Binary Search: Theory, Implementation, and Edge Cases
A thorough guide to binary search: from the core invariant to correct implementations in Python, C++, and JavaScript, plus tricky variations.
Table of Contents
Binary Search: Theory, Implementation, and Edge Cases
Binary search is the algorithm most developers think they understand but often implement incorrectly. Getting it right requires understanding the invariant it maintains, not just memorizing a template.
Why O(log n)?
Binary search halves the search space on each step. Starting with $n$ elements:
$$n \to \frac{n}{2} \to \frac{n}{4} \to \cdots \to 1$$
This takes $\log_2 n$ steps. For $n = 10^9$: only 30 comparisons.
The Core Invariant
The target (if it exists) is always in the range $[lo, hi]$. Every update must maintain this invariant:
while lo <= hi:
mid = lo + (hi - lo) // 2 # avoids integer overflow vs (lo + hi) // 2
if arr[mid] == target: return mid
elif arr[mid] < target: lo = mid + 1
else: hi = mid - 1
return -1
Implementations
def binary_search(arr: list[int], target: int) -> int:
lo, hi = 0, len(arr) - 1
while lo <= hi:
mid = lo + (hi - lo) // 2
if arr[mid] == target:
return mid
elif arr[mid] < target:
lo = mid + 1
else:
hi = mid - 1
return -1
Variations
Lower Bound (first position ≥ target)
def lower_bound(arr: list[int], target: int) -> int:
"""Returns the leftmost index where arr[i] >= target."""

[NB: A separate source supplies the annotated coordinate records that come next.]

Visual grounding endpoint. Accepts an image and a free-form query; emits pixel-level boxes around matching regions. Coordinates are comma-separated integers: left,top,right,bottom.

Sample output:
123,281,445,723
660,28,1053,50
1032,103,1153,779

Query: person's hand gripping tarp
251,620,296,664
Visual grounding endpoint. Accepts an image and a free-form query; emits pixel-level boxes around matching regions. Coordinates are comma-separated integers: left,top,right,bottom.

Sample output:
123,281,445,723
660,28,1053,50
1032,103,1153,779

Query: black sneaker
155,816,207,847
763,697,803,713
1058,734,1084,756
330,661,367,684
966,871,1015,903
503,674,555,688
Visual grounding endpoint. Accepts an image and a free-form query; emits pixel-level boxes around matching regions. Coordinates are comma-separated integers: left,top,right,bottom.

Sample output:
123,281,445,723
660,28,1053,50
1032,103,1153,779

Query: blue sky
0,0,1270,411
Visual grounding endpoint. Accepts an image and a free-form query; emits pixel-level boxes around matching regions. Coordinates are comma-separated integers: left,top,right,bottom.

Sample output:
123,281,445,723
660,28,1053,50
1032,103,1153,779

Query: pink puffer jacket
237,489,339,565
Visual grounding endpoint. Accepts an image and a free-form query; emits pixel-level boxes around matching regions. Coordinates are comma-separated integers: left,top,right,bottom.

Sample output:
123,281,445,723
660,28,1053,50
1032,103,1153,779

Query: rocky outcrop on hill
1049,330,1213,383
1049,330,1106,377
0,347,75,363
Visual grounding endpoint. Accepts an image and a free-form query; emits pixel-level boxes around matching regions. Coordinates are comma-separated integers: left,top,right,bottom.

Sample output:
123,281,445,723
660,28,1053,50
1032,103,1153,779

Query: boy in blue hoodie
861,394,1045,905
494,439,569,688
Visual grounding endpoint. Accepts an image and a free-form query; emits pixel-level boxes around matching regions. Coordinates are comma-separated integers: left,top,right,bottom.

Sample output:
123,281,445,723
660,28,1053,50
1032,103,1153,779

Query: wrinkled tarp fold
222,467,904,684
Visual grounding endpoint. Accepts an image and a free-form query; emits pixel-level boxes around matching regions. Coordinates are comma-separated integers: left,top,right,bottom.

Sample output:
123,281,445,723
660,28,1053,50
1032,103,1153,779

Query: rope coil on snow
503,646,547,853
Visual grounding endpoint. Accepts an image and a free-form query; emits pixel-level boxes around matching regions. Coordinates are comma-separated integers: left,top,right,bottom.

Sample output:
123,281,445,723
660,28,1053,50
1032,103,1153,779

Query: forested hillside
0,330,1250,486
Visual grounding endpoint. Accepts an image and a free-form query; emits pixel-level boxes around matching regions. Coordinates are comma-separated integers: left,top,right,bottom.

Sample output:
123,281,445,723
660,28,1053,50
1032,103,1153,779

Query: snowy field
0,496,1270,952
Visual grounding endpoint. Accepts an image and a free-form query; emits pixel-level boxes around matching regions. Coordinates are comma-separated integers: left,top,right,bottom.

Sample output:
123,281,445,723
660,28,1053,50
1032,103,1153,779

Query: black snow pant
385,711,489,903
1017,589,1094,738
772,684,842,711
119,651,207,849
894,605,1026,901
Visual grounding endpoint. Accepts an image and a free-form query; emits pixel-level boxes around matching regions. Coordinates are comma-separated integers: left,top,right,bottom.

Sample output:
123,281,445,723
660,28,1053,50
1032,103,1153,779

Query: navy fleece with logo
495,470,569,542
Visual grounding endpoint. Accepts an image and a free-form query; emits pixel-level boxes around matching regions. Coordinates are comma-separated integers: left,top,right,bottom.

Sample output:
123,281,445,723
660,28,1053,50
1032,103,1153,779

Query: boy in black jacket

lo, hi = 0, len(arr) # hi = len(arr), not len-1
while lo < hi: # not lo <= hi
mid = lo + (hi - lo) // 2
if arr[mid] < target:
lo = mid + 1
else:
hi = mid # don't exclude mid
return lo # lo == hi at termination
Upper Bound (first position > target)
def upper_bound(arr: list[int], target: int) -> int:
"""Returns the leftmost index where arr[i] > target."""
lo, hi = 0, len(arr)
while lo < hi:
mid = lo + (hi - lo) // 2
if arr[mid] <= target:
lo = mid + 1
else:
hi = mid
return lo
Binary Search on the Answer
Binary search isn't just for arrays — you can binary search on any monotone predicate. Example: find the minimum speed to ship all packages within D days:
def ship_within_days(weights: list[int], D: int) -> int:
def can_ship(capacity: int) -> bool:
days, load = 1, 0
for w in weights:
if load + w > capacity:
days += 1
load = 0
load += w
return days <= D
lo, hi = max(weights), sum(weights)
while lo < hi:
mid = lo + (hi - lo) // 2
if can_ship(mid):
hi = mid
else:
lo = mid + 1
return lo
Complexity Summary
| Operation | Time | Space |
|---|---|---|
| Standard binary search | O(log n) | O(1) |
| Lower/upper bound | O(log n) | O(1) |
| Binary search on answer | O(log(range) × check) | O(1) |
Binary search is deceptively simple. The key is maintaining your invariant precisely and choosing your boundary conditions carefully.